The mayor and Tourism Waitaki general manager need to see if the ''penguin passage'' up out of the sea and on to the colony flat and fences and nesting boxes can be screened from view, and then people on the breakwater will not upset the paying punters.

The breakwater is most likely freehold council ''land'' as it was an asset of the old Harbour Board (created long before today's suite of prohibitive/enabling coastal legislation was enacted).

But surrounding this freehold land, which the council has no obligation to grant any access to at all, is common marine and coastal area land to which we all should have unfettered statutory access. Safety cannot be called upon as a reason to bar access as CMCA land all around New Zealand has fatalities and accidents to rock-fishers and tourists on a daily basis. It's just part of the risk of the great outdoors.
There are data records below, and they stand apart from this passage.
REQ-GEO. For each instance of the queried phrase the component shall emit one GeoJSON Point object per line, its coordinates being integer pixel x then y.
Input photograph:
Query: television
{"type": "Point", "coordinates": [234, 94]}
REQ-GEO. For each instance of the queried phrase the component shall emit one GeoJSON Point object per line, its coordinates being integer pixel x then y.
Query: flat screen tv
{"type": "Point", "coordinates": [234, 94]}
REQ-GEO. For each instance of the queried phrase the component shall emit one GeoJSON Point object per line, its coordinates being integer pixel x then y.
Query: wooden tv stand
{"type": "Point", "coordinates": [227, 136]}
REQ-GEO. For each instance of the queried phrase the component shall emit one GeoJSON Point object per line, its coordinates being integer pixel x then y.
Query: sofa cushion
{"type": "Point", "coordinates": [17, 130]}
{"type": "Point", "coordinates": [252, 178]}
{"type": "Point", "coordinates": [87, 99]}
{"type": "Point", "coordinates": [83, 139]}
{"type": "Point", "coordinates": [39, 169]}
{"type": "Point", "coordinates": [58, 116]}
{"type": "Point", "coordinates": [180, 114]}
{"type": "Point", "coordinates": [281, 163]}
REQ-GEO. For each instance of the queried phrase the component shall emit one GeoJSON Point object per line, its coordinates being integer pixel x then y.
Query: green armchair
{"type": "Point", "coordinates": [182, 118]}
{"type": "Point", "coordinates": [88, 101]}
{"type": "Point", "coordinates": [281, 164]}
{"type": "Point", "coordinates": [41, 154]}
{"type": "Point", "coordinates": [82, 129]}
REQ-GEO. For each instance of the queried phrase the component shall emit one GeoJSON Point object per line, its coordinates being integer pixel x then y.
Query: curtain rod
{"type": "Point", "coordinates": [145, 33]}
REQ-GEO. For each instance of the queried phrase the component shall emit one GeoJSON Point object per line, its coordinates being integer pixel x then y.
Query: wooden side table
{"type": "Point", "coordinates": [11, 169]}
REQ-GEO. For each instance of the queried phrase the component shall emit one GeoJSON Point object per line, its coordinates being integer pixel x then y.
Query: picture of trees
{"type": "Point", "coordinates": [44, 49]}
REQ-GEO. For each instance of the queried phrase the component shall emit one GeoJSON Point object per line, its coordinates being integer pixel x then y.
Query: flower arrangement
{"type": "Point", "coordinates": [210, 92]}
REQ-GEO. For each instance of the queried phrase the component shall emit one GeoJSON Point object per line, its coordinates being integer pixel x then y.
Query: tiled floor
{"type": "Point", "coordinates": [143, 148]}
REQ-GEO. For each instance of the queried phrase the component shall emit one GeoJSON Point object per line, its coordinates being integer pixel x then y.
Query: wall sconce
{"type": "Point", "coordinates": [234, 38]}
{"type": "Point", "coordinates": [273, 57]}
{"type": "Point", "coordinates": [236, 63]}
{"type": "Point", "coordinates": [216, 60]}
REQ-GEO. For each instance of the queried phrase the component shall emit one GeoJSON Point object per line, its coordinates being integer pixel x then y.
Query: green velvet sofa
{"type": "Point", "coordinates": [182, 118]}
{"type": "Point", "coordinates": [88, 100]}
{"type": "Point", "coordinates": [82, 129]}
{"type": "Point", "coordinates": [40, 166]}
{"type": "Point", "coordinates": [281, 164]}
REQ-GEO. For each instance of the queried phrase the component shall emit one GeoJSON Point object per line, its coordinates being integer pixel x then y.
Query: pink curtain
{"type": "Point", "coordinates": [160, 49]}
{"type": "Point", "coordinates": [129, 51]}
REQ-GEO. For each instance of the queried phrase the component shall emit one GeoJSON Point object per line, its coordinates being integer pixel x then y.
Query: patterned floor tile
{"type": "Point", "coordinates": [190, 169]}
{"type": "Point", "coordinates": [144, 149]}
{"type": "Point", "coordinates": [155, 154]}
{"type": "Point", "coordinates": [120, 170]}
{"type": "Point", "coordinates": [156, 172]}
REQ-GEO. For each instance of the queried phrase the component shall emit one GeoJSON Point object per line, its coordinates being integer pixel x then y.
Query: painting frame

But the free look at a commercial penguin parade should be curtailed - it simply looks bad and as if the controlling agencies have picked a silly place for the colony (not true of course) or have been unable to make the show private, as it should be.

A fence to block a view of the penguins coming up the beach is needed. And then the breakwater will not be a viewing place and can fade back into obscurity as a walk in the evening air.

-Bruce Comfort is an Oamaru resident with an interest in industrial heritage.